Bolan laughed dutifully. The conversation was beginning to tire him.

He was on vacation, dammit. In any case he had heard it all before.

He finished his beer, told the sailor in the watch cap goodbye and left. It was a long, tortuous drive to Egilsstadir a hundred miles in a straight line, almost twice that following Iceland's primitive, twisting roads and he wanted to make it before the light started to fade.

Egilsstadir was located in a long valley brimming with one of the very few forests in the country.

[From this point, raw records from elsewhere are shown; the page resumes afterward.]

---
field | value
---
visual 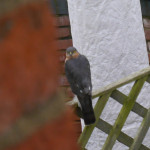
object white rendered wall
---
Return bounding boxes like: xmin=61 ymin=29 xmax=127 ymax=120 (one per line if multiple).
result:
xmin=68 ymin=0 xmax=150 ymax=150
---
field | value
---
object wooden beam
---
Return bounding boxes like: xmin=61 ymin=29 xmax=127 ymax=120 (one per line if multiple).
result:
xmin=66 ymin=67 xmax=150 ymax=105
xmin=130 ymin=108 xmax=150 ymax=150
xmin=96 ymin=119 xmax=150 ymax=150
xmin=93 ymin=67 xmax=150 ymax=98
xmin=78 ymin=93 xmax=111 ymax=148
xmin=102 ymin=77 xmax=147 ymax=150
xmin=110 ymin=90 xmax=148 ymax=118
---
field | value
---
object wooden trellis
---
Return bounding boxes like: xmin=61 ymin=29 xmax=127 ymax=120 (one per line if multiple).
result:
xmin=69 ymin=67 xmax=150 ymax=150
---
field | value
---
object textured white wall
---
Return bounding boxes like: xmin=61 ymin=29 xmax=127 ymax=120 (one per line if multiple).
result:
xmin=68 ymin=0 xmax=150 ymax=150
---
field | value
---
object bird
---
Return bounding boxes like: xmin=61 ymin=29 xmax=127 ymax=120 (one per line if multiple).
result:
xmin=65 ymin=47 xmax=96 ymax=125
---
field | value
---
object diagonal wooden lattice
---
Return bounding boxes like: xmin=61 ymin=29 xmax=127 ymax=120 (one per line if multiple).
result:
xmin=69 ymin=67 xmax=150 ymax=150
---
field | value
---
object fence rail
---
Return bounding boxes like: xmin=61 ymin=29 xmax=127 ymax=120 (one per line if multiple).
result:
xmin=70 ymin=67 xmax=150 ymax=150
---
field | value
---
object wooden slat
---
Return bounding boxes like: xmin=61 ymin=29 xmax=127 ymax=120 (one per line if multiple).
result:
xmin=96 ymin=119 xmax=150 ymax=150
xmin=102 ymin=77 xmax=147 ymax=150
xmin=130 ymin=108 xmax=150 ymax=150
xmin=67 ymin=67 xmax=150 ymax=105
xmin=93 ymin=67 xmax=150 ymax=98
xmin=78 ymin=93 xmax=111 ymax=148
xmin=110 ymin=90 xmax=148 ymax=118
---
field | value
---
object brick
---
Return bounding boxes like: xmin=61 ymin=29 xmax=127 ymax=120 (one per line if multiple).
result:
xmin=143 ymin=18 xmax=150 ymax=28
xmin=59 ymin=51 xmax=66 ymax=63
xmin=148 ymin=53 xmax=150 ymax=63
xmin=145 ymin=29 xmax=150 ymax=40
xmin=56 ymin=16 xmax=70 ymax=26
xmin=57 ymin=27 xmax=71 ymax=38
xmin=147 ymin=42 xmax=150 ymax=52
xmin=58 ymin=39 xmax=72 ymax=50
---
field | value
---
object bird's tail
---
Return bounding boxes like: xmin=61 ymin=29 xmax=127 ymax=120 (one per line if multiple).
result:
xmin=80 ymin=95 xmax=96 ymax=125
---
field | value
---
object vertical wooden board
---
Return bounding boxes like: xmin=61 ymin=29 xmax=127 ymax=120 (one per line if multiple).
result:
xmin=78 ymin=93 xmax=111 ymax=148
xmin=102 ymin=76 xmax=147 ymax=150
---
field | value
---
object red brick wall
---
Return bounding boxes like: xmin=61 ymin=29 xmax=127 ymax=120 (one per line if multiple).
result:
xmin=143 ymin=17 xmax=150 ymax=62
xmin=0 ymin=0 xmax=78 ymax=150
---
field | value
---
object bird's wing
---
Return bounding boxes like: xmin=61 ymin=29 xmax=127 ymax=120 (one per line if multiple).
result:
xmin=65 ymin=55 xmax=92 ymax=95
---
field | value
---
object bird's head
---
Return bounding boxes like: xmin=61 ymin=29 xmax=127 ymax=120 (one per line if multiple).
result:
xmin=66 ymin=47 xmax=79 ymax=59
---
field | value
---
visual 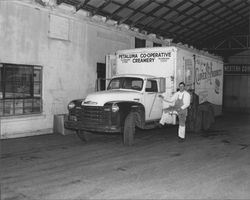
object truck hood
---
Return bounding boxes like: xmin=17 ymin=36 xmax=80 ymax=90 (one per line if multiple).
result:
xmin=84 ymin=90 xmax=141 ymax=106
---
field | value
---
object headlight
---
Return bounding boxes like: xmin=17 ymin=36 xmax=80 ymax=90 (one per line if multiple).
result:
xmin=68 ymin=102 xmax=76 ymax=110
xmin=111 ymin=103 xmax=119 ymax=112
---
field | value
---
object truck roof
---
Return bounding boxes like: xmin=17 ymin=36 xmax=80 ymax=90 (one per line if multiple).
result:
xmin=113 ymin=74 xmax=157 ymax=79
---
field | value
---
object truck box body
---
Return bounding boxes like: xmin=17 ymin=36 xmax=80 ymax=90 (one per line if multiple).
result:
xmin=106 ymin=46 xmax=223 ymax=115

The birch and aspen plantations were no more than twelve feet high, but they grew thickly and they were easy on the eye after grueling hours spent circumnavigating the interminable indented fjords gashing the bleak and treeless coastline.

At one point the road crossed the Jokulsa a Fjollum, the river he was to follow in his kayak, on a high, arched bridge of prestressed concrete.

Surmounting a bluff some way downstream, he could see hoists and gantries in the center of a camp that housed, he supposed, the engineers exploiting the Russian mining concession.

The airport at Egilsstadir was a single asphalt runway and a small terminal shack. It was also something like a theater restricted to two shows daily one for the morning Icelandair flight from Reykjavik and one for the afternoon. In between, the apron was deserted, the terminal as silent as the surrounding forest. Two guards, changing shift every four hours, patrolled the perimeter and guarded a freight shed where Bolan's gear should by now be stored.